Day One: LOAD 2/11
Today is the first day of LOAD (Layout a Day). I have been anxiously waiting for today arrive for some time now … this is my first LOAD and I’m excited to see just how much I can create over the course of the month. This week I am traveling, so I was worried I wouldn’t have time to get my scrapping done with all my work commitments. Tonight I had exactly one hour between the time I ended my work day and the time I had to meet my co-workers for dinner. I liked having just a short amount of time to create my page … there was no obsessing going on, just creating.
As many of you might have gathered from reading my blog, I’m taking part of the 52 Week Project, where you take a self-portrait each week of 2011. The photo in the layout is my photo from Week 2. I was inspired by it because I feel like it really captures who I am.
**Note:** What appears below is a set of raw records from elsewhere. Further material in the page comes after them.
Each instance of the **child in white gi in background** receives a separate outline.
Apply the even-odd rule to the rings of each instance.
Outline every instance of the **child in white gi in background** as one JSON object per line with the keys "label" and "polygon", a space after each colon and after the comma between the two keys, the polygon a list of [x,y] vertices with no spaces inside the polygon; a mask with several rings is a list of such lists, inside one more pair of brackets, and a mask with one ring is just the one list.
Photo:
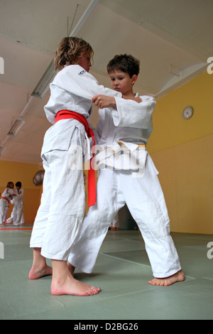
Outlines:
{"label": "child in white gi in background", "polygon": [[8,182],[6,189],[1,194],[1,198],[0,199],[0,226],[4,226],[4,223],[6,222],[9,203],[15,196],[13,190],[13,183]]}
{"label": "child in white gi in background", "polygon": [[[47,118],[54,125],[45,135],[41,152],[45,173],[41,203],[31,239],[33,263],[29,279],[36,279],[53,273],[53,295],[87,296],[100,291],[75,279],[67,264],[84,215],[82,160],[89,146],[90,151],[84,124],[88,124],[87,119],[91,114],[92,97],[97,94],[121,96],[99,85],[89,74],[92,55],[90,45],[81,38],[62,39],[55,57],[59,72],[50,84],[50,97],[45,106]],[[87,143],[87,149],[84,147]],[[72,160],[73,149],[80,149],[80,168],[76,168]],[[53,271],[47,265],[46,258],[52,260]]]}
{"label": "child in white gi in background", "polygon": [[[107,70],[112,87],[123,97],[133,97],[139,61],[128,55],[115,56]],[[100,95],[93,98],[97,106],[105,108],[99,111],[96,139],[96,144],[102,147],[96,156],[100,168],[97,203],[85,217],[80,237],[69,257],[69,267],[72,275],[75,267],[92,272],[109,226],[126,203],[145,242],[155,277],[149,283],[168,286],[183,281],[184,273],[170,235],[170,220],[158,172],[145,148],[153,130],[155,101],[148,96],[140,97],[141,103]],[[141,159],[138,170],[133,163],[137,154]],[[132,164],[128,170],[129,156]],[[121,170],[119,163],[121,166],[124,161]]]}
{"label": "child in white gi in background", "polygon": [[[24,190],[21,188],[21,182],[18,181],[16,183],[16,189],[14,191],[16,197],[11,201],[14,204],[14,208],[12,212],[12,219],[14,226],[19,226],[24,224],[23,215],[23,198]],[[10,222],[11,218],[9,218],[7,222]]]}

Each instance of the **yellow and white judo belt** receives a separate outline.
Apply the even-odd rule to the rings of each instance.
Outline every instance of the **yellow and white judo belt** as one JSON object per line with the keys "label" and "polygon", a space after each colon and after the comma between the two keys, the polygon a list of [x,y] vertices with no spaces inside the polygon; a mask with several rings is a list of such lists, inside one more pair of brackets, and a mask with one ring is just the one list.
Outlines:
{"label": "yellow and white judo belt", "polygon": [[132,171],[133,177],[143,176],[147,156],[146,145],[119,141],[104,148],[96,145],[95,149],[93,166],[95,170]]}

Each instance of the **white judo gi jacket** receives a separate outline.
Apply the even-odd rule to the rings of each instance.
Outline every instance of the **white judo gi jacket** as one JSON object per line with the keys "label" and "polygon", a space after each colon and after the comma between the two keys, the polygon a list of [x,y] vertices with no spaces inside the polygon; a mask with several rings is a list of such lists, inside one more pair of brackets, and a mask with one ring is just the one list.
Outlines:
{"label": "white judo gi jacket", "polygon": [[[83,161],[81,168],[72,168],[72,149],[80,148],[81,156],[85,156],[86,146],[92,144],[80,122],[61,119],[55,124],[55,117],[61,110],[69,110],[88,120],[91,99],[99,94],[121,96],[99,85],[78,65],[65,67],[50,84],[44,109],[54,125],[47,131],[42,148],[43,191],[31,239],[31,247],[41,247],[42,255],[49,259],[67,260],[80,229],[85,210]],[[90,156],[89,152],[85,160]]]}
{"label": "white judo gi jacket", "polygon": [[[96,144],[100,152],[95,166],[100,168],[97,185],[97,203],[85,217],[80,236],[72,249],[69,262],[79,269],[92,272],[99,250],[111,221],[126,203],[137,222],[155,277],[167,277],[179,270],[179,258],[170,235],[170,222],[156,170],[146,149],[153,130],[153,97],[141,97],[137,103],[116,97],[116,109],[99,112]],[[121,158],[139,155],[138,169],[117,163]],[[119,157],[119,158],[116,158]],[[142,158],[141,158],[142,157]],[[124,159],[125,160],[125,159]],[[141,171],[143,171],[143,173]]]}
{"label": "white judo gi jacket", "polygon": [[[18,193],[17,189],[15,189],[14,194],[16,196],[12,200],[11,203],[14,204],[13,209],[12,216],[13,225],[19,226],[24,223],[24,215],[23,215],[23,198],[24,198],[24,190],[21,188]],[[9,218],[10,220],[10,218]],[[9,222],[10,221],[9,220]]]}
{"label": "white judo gi jacket", "polygon": [[1,198],[0,199],[0,224],[3,224],[5,211],[6,208],[9,208],[9,202],[12,200],[11,195],[13,193],[13,190],[12,189],[6,188],[1,194]]}

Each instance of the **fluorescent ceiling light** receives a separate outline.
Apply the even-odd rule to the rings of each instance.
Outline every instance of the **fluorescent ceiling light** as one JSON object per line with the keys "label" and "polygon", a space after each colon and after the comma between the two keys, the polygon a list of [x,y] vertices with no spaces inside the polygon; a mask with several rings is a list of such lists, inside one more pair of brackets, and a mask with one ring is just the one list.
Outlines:
{"label": "fluorescent ceiling light", "polygon": [[23,126],[25,122],[26,121],[23,117],[18,117],[7,134],[8,136],[16,136],[20,129]]}

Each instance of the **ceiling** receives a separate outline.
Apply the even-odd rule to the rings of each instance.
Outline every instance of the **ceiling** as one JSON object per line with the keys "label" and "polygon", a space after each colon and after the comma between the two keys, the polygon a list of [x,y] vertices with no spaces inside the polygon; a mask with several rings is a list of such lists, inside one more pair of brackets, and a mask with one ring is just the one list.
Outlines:
{"label": "ceiling", "polygon": [[[90,72],[110,87],[115,54],[141,60],[135,90],[157,99],[207,69],[212,54],[212,0],[99,0],[77,36],[94,51]],[[0,0],[0,161],[36,163],[51,125],[32,97],[61,39],[75,31],[91,0]],[[24,115],[24,116],[23,116]],[[7,134],[17,117],[26,121]],[[91,122],[97,122],[96,110]]]}

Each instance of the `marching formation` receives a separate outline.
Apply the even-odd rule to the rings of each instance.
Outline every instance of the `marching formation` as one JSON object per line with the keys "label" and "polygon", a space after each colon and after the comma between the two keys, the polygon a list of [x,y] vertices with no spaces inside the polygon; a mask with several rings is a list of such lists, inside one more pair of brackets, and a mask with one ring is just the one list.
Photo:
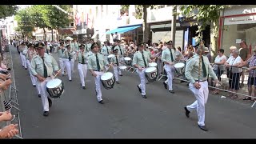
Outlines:
{"label": "marching formation", "polygon": [[[58,55],[58,65],[51,56],[50,52],[53,50],[49,50],[48,45],[41,41],[21,43],[18,50],[22,65],[26,70],[28,69],[32,85],[36,87],[38,97],[42,99],[43,115],[49,115],[49,107],[52,106],[51,98],[59,98],[64,93],[64,83],[56,78],[56,76],[62,74],[65,77],[67,74],[67,78],[71,82],[74,63],[78,63],[82,88],[86,89],[85,80],[89,70],[94,79],[98,102],[104,104],[101,85],[109,90],[115,83],[121,84],[122,79],[119,77],[122,76],[122,71],[125,70],[136,70],[140,78],[140,83],[137,86],[142,97],[146,98],[146,83],[154,82],[158,77],[159,68],[155,59],[161,58],[168,78],[163,85],[170,93],[174,94],[174,73],[185,71],[186,78],[190,82],[190,89],[196,98],[193,104],[185,107],[186,115],[189,118],[190,113],[196,109],[199,128],[207,130],[204,121],[205,104],[209,94],[206,80],[208,74],[216,83],[219,82],[204,54],[207,50],[202,45],[199,46],[196,54],[192,54],[186,66],[184,64],[181,66],[181,63],[177,63],[177,50],[173,47],[171,41],[166,42],[161,55],[158,55],[158,51],[154,50],[152,53],[146,42],[130,44],[129,47],[127,45],[122,46],[120,40],[116,40],[112,46],[108,42],[101,46],[92,39],[82,43],[75,40],[61,41],[53,49]],[[108,71],[110,67],[113,68],[114,74]]]}

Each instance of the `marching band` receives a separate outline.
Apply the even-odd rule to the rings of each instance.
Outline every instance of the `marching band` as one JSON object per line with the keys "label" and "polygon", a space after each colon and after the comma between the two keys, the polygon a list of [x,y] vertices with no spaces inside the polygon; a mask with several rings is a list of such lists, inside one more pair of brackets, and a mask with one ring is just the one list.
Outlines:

I look at this photo as see myself. The journaling came as a result of reading the January journaling material at masterfulscrapbooking.com. This year I really want to do more pages that share bits of info about me. I scrap a lot about people I love, but not so much about me. This year that’s going to change.
Some people might think I’m a little uptight. Ask my husband. He’ll playfully say I’m borderline obsessive-compulsive. I know I’m particular. I like things a certain way. I have trouble “rolling” with life. But I care. I care a lot. And mostly I care about people I love. Those people, my little family, mean the most to me. And I’m so particular because I want them to be happy, healthy and safe. I want to do everything in my power to make their lives easier and better. So yes, I do get caught up in the minutia of it all, I insist on a clean house, laundry kept up, routines followed … But I do it to help. Or at least that’s my intent. I love. I love big. And I try hard to make sure those I love know this … that’s what I like best about myself.